[comp.protocols.tcp-ip] Case of the Replicated Errors: An Internet Postmaster's Horror Story

fair@APPLE.COM ("Erik E. Fair", Your Friendly Postmaster) (05/10/91)

This Is The Network: The Apple Engineering Network.

The Apple Engineering Network has about 100 IP subnets, 224 AppleTalk
zones, and over 600 AppleTalk networks. It stretches from Tokyo, Japan,
to Paris, France, with half a dozen locations in the U.S., and 40
buildings in the Silicon Valley. It is interconnected with the Internet
in three places: two in the Silicon Valley, and one in Boston. It
supports almost 10,000 users every day.

When things go wrong with E-mail on this network, it's my problem.
My name is Fair. I carry a badge.

[insert theme from "Dragnet"]

The story you are about to read is true. The names have not been
changed so as to finger the guilty.

It was early evening, on a Monday. I was working the swing shift out of
Engineering Computer Operations under the command of Richard Herndon.
I don't have a partner.

While I was reading my E-mail that evening, I noticed that the load
average on apple.com, our VAX-8650, had climbed way out of its normal
range to just over 72.

Upon investigation, I found that thousands of Internet hosts were trying
to send us an error message. I also found 2,000+ copies of this error
message already in our queue.

I immediately shut down the sendmail daemon which was offering SMTP
service on our VAX.

I examined the error message, and reconstructed the following sequence
of events:

We have a large community of users who use QuickMail, a popular
macintosh based E-mail system from CE Software. In order to make it
possible for these users to communicate with other users who have
chosen to use other E-mail systems, ECO supports a QuickMail to
Internet E-mail gateway. We use RFC822 Internet mail format, and RFC821
SMTP as our common intermediate E-mail standard, and we gateway
everything that we can to that standard, to promote interoperability.

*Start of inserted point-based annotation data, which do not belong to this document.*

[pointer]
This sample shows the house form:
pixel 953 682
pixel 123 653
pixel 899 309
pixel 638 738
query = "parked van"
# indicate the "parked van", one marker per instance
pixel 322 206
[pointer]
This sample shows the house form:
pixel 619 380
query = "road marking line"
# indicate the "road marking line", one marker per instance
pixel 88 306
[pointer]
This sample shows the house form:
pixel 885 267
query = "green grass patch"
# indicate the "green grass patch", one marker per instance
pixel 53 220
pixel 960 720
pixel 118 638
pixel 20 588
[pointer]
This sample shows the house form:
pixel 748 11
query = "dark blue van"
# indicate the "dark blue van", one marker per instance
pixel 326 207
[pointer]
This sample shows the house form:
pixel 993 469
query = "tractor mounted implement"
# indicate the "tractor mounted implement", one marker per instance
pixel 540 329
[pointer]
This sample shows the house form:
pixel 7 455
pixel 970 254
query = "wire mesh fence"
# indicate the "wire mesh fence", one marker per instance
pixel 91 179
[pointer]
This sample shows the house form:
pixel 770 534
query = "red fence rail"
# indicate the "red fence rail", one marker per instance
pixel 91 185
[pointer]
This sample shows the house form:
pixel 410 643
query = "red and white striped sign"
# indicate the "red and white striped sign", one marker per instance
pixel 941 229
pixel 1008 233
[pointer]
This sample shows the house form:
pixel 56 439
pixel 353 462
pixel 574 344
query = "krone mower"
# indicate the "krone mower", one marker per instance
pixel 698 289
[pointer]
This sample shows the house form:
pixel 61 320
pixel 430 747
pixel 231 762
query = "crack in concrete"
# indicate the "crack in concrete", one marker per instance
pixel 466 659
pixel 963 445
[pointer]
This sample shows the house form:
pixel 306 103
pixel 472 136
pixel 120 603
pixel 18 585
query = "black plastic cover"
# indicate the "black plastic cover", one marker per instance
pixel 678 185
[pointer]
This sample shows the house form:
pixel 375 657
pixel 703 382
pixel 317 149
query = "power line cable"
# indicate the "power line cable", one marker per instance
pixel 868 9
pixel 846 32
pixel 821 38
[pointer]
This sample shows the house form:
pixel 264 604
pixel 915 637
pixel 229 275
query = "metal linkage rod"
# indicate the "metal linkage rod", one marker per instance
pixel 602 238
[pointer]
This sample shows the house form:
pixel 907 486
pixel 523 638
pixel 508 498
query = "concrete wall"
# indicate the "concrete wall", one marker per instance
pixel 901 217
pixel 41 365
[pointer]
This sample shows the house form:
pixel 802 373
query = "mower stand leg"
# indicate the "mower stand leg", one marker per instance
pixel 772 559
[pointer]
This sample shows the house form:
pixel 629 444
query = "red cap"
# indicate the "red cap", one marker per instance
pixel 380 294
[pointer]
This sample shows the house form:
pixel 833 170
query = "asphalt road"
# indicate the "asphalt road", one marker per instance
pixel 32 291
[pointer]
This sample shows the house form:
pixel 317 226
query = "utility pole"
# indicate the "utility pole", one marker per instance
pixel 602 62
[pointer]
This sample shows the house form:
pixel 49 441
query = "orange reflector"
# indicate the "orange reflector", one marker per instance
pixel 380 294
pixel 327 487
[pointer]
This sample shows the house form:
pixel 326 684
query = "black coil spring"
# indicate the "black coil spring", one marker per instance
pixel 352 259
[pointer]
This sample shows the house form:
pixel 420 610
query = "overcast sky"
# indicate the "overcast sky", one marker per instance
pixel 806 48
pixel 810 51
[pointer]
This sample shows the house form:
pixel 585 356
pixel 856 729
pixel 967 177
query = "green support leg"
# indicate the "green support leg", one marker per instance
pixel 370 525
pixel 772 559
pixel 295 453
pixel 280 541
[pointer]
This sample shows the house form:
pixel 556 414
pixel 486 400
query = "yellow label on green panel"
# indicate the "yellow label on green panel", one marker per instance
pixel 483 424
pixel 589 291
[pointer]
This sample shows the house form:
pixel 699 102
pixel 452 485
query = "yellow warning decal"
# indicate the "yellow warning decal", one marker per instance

The gateway that we installed for this purpose is MAIL*LINK SMTP from
Starnine Systems. This product is also known as GatorMail-Q from
Cayman Systems. It does gateway duty for all of the 3,500 QuickMail
users on the Apple Engineering Network.

Many of our users subscribe, from QuickMail, to Internet mailing lists
which are delivered to them through this gateway. One such user, Mark
E. Davis, is on the unicode@sun.com mailing list, to discuss some
alternatives to ASCII with the other members of that list.

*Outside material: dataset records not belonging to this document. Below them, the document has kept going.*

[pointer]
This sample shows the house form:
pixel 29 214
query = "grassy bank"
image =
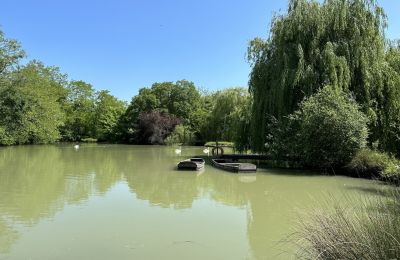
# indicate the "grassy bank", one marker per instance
pixel 368 231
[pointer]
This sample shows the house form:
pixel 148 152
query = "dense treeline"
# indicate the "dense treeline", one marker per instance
pixel 340 44
pixel 39 104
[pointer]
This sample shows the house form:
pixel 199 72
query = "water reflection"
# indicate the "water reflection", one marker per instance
pixel 37 182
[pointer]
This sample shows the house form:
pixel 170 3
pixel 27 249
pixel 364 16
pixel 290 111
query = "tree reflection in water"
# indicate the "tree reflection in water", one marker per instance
pixel 36 182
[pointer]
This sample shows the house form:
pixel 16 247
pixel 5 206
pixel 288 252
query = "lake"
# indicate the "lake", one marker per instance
pixel 129 202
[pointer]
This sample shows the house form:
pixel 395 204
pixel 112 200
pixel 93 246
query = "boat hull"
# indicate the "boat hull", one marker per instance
pixel 191 164
pixel 233 166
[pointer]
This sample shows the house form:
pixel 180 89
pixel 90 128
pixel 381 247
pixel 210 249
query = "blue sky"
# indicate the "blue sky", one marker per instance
pixel 123 45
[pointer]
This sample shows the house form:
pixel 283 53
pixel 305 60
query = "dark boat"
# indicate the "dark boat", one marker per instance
pixel 191 164
pixel 231 166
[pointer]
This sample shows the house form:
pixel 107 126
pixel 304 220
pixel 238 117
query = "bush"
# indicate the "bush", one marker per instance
pixel 89 140
pixel 369 163
pixel 181 135
pixel 220 143
pixel 370 231
pixel 154 127
pixel 326 131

Sometime on Monday, he replied to a message that he recieved from the
mailing list. He composed a one paragraph comment on the original
message, and hit the "send" button.

Somewhere in the process of that reply, either QuickMail or 
MAIL*LINK SMTP mangled the "To:" field of the message.

The important part is that the "To:" field contained exactly one "<"
character, without a matching ">" character. This minor point caused
the massive devastation, because it interacted with a bug in sendmail.

Note that this syntax error in the "To:" field has nothing whatsoever
to do with the actual recipient list, which is handled separately, and
which, in this case, was perfectly correct.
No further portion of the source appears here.